There are only small differences between MvvmCross ViewModel and Caliburn.Micro ViewModel. They are using different name for the delegates of notifying property changes and start up function but the concept and structure are equivalent. For MvvmCross we also need to define our own ‘bootstrapper’ to declare start up ViewModel/View.

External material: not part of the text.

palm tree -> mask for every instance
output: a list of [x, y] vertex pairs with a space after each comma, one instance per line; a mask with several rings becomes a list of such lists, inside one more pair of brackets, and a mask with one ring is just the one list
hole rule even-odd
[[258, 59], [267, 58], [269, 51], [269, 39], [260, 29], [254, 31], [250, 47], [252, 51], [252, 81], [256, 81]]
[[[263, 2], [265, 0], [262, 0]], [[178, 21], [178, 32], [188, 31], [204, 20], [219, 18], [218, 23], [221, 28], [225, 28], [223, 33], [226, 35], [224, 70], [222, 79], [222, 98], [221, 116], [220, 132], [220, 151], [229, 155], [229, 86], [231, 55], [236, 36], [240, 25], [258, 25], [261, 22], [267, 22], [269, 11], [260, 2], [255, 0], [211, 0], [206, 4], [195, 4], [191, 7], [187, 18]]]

6. Create a App.Xaml.Mvx.cs class and add following code

public partial class App : Application
{
	private bool _setupComplete;

	private void DoSetup()
	{
		LoadMvxAssemblyResources();
		
		var presenter = new MvxSimpleWpfViewPresenter(MainWindow);

		var setup = new Setup(Dispatcher, presenter);
		setup.Initialize();

		var start = Mvx.Resolve<IMvxAppStart>();
		start.Start();

		_setupComplete = true;
	}

	protected override void OnActivated(EventArgs e)
	{
		if (!_setupComplete)
			DoSetup();

		base.OnActivated(e);
	}
	
	private void LoadMvxAssemblyResources()
	{
		for (var i = 0;; i++)
		{
			string key = "MvxAssemblyImport" + i;
			var data = TryFindResource(key);
			if (data == null)
				return;
		}
	}
}

7. A Setup class is also required

public class Setup
	: MvxWpfSetup
{
	public Setup(Dispatcher dispatcher, IMvxWpfViewPresenter presenter)
		: base(dispatcher, presenter)
	{
	}

	protected override IMvxApplication CreateApp()
	{
		return new CoreApp();
	}

	protected override IMvxTrace CreateDebugTrace()
	{
		return new DebugTrace();
	}
}

8. CoreApp is where we define our start up View

internal class CoreApp : MvxApplication
{
	public CoreApp()
	{
		Mvx.RegisterSingleton<IMvxAppStart>(new MvxAppStart<MainViewModel>());
	}
}

Setup and CoreApp works together for building up a ‘bootstrapper’ like in Caliburn.Micro. There is still one point that I’m not sure if MvvmCross supports MEF and other DI frameworks. I’ll check it later.

3. Conclusion

MVVM pattern is quite popular today. If you make your apps only for Microsoft platform, I warmly recommend Caliburn.Micro. It’s lightweight. At the beginning you may need to spend more time for understanding how it works but later when you know the basics it’ll get more easier. The MvvmCross is new, I don’t have any experience with it but I see it’s very promising. In combination with Xamarin I think we can save a lot of work for developing universal apps. However concept is only theory, reality will punch our faces with tough issues but just try it. It’ll be fun.